Embedded approaches to implementation research (IR), whereby health system decision-makers participate actively in the research process, are gaining traction as effective approaches to optimise the delivery of health programmes and policies. However, the evidence base on the processes and effectiveness of such collaborative research remains inchoate. Standardised approaches to evaluate these initiatives are needed to identify core elements of ‘embeddedness’, unveil the underlying pathways of change, and assess contribution to evidence uptake in decision-making and overall outcomes of effect. The framework presented in this paper responds to this need, designed to guide the systematic evaluation of embedded IR.

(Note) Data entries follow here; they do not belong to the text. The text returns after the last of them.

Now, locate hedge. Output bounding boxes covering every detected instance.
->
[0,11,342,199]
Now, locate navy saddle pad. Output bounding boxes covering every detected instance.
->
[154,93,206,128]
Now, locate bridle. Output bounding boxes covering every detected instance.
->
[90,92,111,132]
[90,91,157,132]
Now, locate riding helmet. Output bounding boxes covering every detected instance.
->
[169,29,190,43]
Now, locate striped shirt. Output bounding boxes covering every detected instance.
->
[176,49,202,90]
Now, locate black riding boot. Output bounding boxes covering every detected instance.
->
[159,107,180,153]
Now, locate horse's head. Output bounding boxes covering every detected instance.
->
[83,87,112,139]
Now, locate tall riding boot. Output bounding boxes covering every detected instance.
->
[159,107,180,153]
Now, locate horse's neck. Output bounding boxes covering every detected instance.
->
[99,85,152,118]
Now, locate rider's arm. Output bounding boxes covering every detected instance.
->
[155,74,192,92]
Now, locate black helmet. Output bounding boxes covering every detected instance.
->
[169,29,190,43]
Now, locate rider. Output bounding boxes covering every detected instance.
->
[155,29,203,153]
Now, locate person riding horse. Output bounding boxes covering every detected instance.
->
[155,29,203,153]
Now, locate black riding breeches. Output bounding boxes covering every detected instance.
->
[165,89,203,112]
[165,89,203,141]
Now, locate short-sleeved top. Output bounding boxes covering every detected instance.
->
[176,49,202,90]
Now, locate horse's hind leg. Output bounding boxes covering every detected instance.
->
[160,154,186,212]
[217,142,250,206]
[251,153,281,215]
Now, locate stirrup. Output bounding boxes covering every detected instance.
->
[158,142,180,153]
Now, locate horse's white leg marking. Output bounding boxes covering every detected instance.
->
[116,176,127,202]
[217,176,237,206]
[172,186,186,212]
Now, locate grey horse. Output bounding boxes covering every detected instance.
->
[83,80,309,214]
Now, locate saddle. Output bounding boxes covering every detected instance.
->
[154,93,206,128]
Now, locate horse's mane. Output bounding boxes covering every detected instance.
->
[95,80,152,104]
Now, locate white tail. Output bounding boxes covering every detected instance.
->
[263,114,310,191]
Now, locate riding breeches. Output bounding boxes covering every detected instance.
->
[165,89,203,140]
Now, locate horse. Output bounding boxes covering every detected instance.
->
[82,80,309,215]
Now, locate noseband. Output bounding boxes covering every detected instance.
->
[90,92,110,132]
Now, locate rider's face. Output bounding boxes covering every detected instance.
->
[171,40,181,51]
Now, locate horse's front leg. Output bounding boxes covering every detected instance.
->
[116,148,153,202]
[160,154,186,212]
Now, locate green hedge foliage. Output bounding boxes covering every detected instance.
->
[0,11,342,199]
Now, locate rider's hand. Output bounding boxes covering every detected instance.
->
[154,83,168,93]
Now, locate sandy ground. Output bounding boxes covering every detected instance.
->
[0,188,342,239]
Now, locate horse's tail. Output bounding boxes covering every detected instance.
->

This evaluation framework for embedded IR approaches is based on the experience of a joint initiative by the Pan American Health Organization/Alliance for Health Policy and Systems Research, which has supported 19 IR grants in 10 Latin American and Caribbean countries from 2014 to 2017. The conceptualisation of this framework drew on various sources of information, including empirical evidence and conceptual insights from the literature, interviews with content experts, and a prospective evaluation of the 2016 cohort that included semi-structured key informant interviews, document analysis, and a research team survey to examine key aspects of embedded research.
We developed a widely applicable conceptual framework to guide the evaluation of embedded IR in various contexts. Focused on uncovering how this collaborative research approach influences programme improvement, it outlines expected processes and intermediate outcomes. It also highlights constructs with which to assess ‘embeddedness’ as well as critical contextual factors. The framework is intended to provide a structure by which to systematically examine such embedded research initiatives, proposing three key stages of evidence-informed decision-making – co-production of evidence, engagement with research, and enactment of programme changes.
Rigorous evaluation of embedded IR is needed to build the evidence on its processes and effectiveness in influencing decision-making. The evaluation framework presented here addresses this gap with consideration of the complexity of such efforts. Its applicability to similar initiatives is bolstered by virtue of being founded on real-world experience; its potential to contribute to a nuanced understanding of embedded IR is significant.